アナリストの眼

化学企業の効率性は改善するか

掲載日:2020年12月11日

アナリスト

投資調査室 坪井 暁

コロナウイルスの感染が拡大し始めた春先以降、在宅勤務が続いています。自宅に居ながら仕事をするという、1年前にはおよそ考えられなかった状況が日常となっていることに驚いていますが、それ以上に最も実感しているのは、業務の効率性が改善したということです。
当然、通勤時間はありません。毎日少なくとも1時間以上を費やしてきた時間を、情報収集や資料作成、投資判断構築といったアナリスト業務に使うことができるようになりました。また、以前であれば会場への移動時間の関係で参加を諦めていた企業の説明会に、ウェブや電話会議で参加できるようになったことや、企業取材用の資料を印刷する作業がなくなったことなど、1つ1つは細かいですが積み重なると大きな変化となって表れています。
それに加え、家族と過ごす時間が増え、自由な服装で働けるため、会社よりもリラックスした状態で仕事に集中できることも業務の効率性改善に寄与していると思います。

このような個人の業務だけではなく、企業の経営に関しても、効率性は非常に重要な要素です。市場から調達した資本や負債を効率的に活用して事業を運営していくことが、上場会社に課された使命です。当社が行っている企業価値評価や投資判断において、経営の効率性は最も重視される指標の1つです。
もちろん、売上高や営業利益、営業利益率なども大事なのですが、利益率を見るだけでは、その会社の効率性は判断できません。例えばA社とB社の業績が、両社ともに売上高1億円、営業利益1000万円だったとしても、その1億円の売上を得るために使った投下資本が、A社はB社の半分だったとしたら、明らかにA社の方が効率的な経営をしていることになります。

私が担当している化学業界は、これまで効率性をそれほど重視してこなかった、というのが私の見方です。基本的には売上高や利益の絶対額を重んじる企業が多く、効率性に関して比較的意識の高い企業でも、利益率を重視するにとどまっているというのが実情でした。中期経営計画の目標にも、大幅な売上拡大計画が掲げられるケースが少なくありませんでした。
しかしここ数年、コーポレートガバナンスに対する意識が高まるにつれ、経営指標として「ROIC」(投下資本利益率:Return on Invested Capital)という効率性指標を採用する会社が増加しています。ROICは「税引後営業利益÷投下資本」で計算することができ、企業が事業活動に使用した資本からどれだけ利益を生み出すことができたか、どれだけ資本を有効活用しているかを計測する指標です。
今年7月に経済産業省より発表された「事業再編実務指針~事業ポートフォリオと組織の変革に向けて~」(事業再編ガイドライン)の中でも、事業ごとの資本収益性を測る指標としてROICを導入し、資本コスト(投資家が企業に期待するリターン)との比較や、競合他社との比較を行うことの重要性が述べられています。

ただ、日頃の企業取材において、ROICの改善を目指している多くの企業と対話を行っている中では、まだ浸透が不十分だったり、実効的な取り組みができていなかったりする企業が多いように感じています。
税引前ROICを分解すると、「売上高営業利益率」と、「投下資本回転率」に分解できる(注)のですが、特に後者の「投下資本回転率」の改善には、在庫の削減など細やかな対応が必要であり、そのためには経営陣だけではなく、現場で働く従業員の意識及び行動変化が必要だと思います。ROICそのもののへの理解を求めなくても、効率的に仕事を進めることの重要性を、従業員一人一人に訴えかけ、人事評価の基準に採用するなどの工夫をしながら、地道に浸透させる活動を続けることが大切だと考えており、対話先企業にも促しています。
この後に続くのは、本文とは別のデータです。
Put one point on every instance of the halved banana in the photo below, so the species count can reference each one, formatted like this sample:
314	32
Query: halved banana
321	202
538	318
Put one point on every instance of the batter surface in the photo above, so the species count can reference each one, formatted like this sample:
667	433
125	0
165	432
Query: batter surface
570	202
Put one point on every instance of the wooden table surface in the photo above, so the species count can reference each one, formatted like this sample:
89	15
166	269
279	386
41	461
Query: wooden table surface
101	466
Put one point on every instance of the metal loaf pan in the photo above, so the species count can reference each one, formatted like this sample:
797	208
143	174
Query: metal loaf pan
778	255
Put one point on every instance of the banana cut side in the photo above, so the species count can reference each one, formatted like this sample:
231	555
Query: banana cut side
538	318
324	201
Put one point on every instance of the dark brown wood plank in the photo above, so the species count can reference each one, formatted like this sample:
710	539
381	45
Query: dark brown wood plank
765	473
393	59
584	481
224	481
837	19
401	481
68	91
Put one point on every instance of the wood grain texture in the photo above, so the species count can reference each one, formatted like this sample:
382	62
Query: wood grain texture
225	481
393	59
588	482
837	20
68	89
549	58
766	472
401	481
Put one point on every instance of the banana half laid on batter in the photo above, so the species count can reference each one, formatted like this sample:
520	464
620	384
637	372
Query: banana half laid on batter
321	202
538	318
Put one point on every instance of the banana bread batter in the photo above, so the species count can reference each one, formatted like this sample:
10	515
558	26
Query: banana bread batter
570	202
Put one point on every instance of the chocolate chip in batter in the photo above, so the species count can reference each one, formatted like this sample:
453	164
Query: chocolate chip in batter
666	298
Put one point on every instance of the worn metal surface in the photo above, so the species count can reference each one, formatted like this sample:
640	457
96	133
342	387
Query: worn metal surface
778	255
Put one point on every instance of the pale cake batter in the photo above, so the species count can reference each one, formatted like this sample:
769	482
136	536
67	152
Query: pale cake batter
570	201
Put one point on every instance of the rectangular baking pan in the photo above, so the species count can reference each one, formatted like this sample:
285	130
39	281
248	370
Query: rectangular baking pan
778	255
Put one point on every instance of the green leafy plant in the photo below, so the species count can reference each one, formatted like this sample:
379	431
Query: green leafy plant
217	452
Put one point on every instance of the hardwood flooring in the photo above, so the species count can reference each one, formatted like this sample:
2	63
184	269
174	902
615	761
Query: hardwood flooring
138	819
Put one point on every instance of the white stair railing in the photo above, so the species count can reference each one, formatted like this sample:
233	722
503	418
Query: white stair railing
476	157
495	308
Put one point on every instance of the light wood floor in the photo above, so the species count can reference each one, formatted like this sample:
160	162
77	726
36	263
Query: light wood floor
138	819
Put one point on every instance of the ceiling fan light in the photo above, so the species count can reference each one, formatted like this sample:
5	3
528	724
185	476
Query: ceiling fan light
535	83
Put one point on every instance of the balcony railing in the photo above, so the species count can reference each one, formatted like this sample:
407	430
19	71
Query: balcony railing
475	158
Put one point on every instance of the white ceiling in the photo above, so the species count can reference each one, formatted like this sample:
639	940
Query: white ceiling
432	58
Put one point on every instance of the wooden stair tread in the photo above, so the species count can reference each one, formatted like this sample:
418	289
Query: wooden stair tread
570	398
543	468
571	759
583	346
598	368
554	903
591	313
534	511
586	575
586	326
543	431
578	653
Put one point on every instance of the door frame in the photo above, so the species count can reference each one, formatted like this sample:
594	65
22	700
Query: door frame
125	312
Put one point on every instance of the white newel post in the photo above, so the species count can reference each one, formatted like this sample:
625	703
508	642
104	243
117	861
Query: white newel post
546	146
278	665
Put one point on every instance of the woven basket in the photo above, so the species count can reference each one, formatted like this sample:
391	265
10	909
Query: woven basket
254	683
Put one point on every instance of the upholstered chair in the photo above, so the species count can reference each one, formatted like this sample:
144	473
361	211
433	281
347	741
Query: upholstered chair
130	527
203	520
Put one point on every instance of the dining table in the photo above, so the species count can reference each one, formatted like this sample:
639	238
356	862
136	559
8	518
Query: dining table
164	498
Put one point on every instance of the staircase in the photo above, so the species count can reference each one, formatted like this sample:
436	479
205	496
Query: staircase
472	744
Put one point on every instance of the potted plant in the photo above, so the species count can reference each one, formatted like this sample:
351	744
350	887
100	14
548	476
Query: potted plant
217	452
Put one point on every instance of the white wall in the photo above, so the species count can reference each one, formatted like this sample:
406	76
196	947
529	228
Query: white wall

  • 税引前ROIC=営業利益÷投下資本=(営業利益÷売上高)×(売上高÷投下資本)
    =売上高営業利益率×投下資本回転率

化学企業はこれまで、社会に対し様々な素材を提供し、社会課題を解決することで世界の発展に寄与してきました。現在のコロナ禍の環境下においても、マスクやフェイスシールド、消毒液などの化学製品は感染拡大防止に欠かせませんし、在宅勤務で使用するパソコンの部材や、テイクアウト・デリバリー用の食品容器などは、新しい生活様式に多大なる貢献をしています。
今後はそれに加えて、経営の効率性を改善することで、企業価値向上を通じて株式市場や投資家に貢献することを期待しています。私も投資家の一員として、企業価値向上の一助となるべく、対話を続けたいと思います。